Le comte s’inclina, et fit un pas en arrière.

— Vous me refusez ? dit Mercédès d’une voix tremblante.

— Madame, répondit Monte-Cristo, je vous prie bien humblement de m’excuser, mais je ne mange jamais de muscat.

Mercédès laissa tomber la grappe en soupirant. Une pêche magnifique pendait à un espalier voisin, chauffé, comme le cep de vigne, par cette chaleur artificielle de la serre. Mercédès s’approcha du fruit velouté, et le cueillit.

— Prenez cette pêche, alors, dit-elle.

Mais le comte fit le même geste de refus.

— Oh ! encore ! dit-elle avec un accent si douloureux qu’on sentait que cet accent étouffait un sanglot ; en vérité j’ai du malheur.

Un long silence suivit cette scène ; la pêche, comme la grappe de raisin, avait roulé sur le sable.

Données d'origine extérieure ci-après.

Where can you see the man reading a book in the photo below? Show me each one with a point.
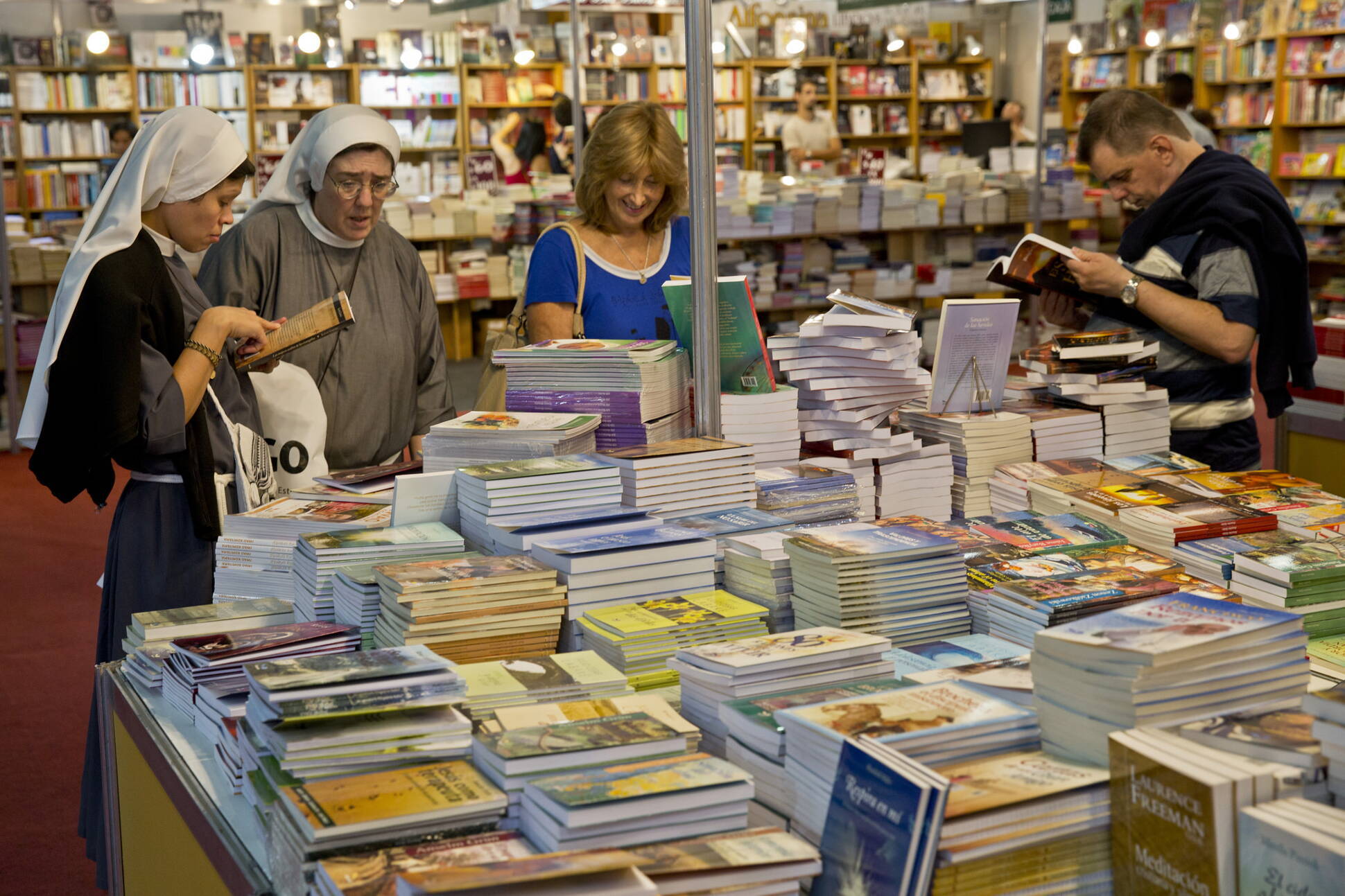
(315, 230)
(1212, 263)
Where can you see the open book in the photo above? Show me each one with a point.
(326, 318)
(1039, 264)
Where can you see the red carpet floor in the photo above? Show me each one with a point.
(50, 559)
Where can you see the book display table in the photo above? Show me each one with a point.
(174, 821)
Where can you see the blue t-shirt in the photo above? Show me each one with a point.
(616, 304)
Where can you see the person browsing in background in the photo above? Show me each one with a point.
(808, 137)
(525, 155)
(136, 367)
(1010, 111)
(1212, 261)
(630, 195)
(1179, 96)
(316, 230)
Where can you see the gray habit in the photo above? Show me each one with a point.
(382, 380)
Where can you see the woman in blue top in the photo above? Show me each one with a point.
(630, 194)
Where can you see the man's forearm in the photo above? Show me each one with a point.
(1200, 324)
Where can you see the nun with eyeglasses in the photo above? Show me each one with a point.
(315, 230)
(137, 369)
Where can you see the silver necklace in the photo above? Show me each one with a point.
(639, 271)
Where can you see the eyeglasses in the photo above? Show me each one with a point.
(352, 188)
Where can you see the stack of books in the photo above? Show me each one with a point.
(896, 581)
(512, 493)
(1018, 610)
(715, 673)
(1161, 784)
(807, 494)
(354, 713)
(1024, 820)
(1009, 489)
(756, 568)
(756, 740)
(538, 680)
(686, 477)
(486, 436)
(932, 724)
(471, 608)
(319, 554)
(980, 443)
(917, 482)
(639, 387)
(333, 817)
(639, 638)
(768, 421)
(148, 642)
(1059, 434)
(621, 568)
(1306, 579)
(514, 757)
(853, 367)
(1163, 662)
(379, 872)
(632, 804)
(254, 552)
(1328, 712)
(1310, 834)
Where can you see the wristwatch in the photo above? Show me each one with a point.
(1130, 292)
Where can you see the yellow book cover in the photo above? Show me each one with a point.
(1013, 778)
(357, 800)
(1170, 833)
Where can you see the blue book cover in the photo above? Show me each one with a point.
(960, 650)
(559, 518)
(619, 540)
(1164, 626)
(868, 541)
(881, 821)
(727, 522)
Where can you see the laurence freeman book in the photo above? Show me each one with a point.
(1039, 264)
(883, 824)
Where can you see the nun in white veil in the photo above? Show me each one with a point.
(316, 230)
(130, 350)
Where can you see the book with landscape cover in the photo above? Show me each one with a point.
(315, 322)
(1039, 264)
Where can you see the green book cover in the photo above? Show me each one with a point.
(744, 365)
(572, 736)
(761, 711)
(631, 781)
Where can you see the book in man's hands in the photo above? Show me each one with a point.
(1039, 264)
(319, 321)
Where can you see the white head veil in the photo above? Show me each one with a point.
(304, 167)
(180, 155)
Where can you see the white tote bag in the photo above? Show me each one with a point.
(295, 423)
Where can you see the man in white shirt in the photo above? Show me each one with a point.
(810, 137)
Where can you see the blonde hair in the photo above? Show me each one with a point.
(628, 137)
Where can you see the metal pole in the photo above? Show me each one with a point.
(578, 100)
(700, 132)
(1043, 23)
(11, 354)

— Monsieur le comte, reprit enfin Mercédès en regardant Monte-Cristo d’un œil suppliant, il y a une touchante coutume arabe qui fait amis éternellement ceux qui ont partagé le pain et le sel sous le même toit.

— Je la connais, madame, répondit le comte, mais nous sommes en France, et non en Arabie, et en France il n’y a pas plus d’amitiés éternelles que de partage du sel et du pain.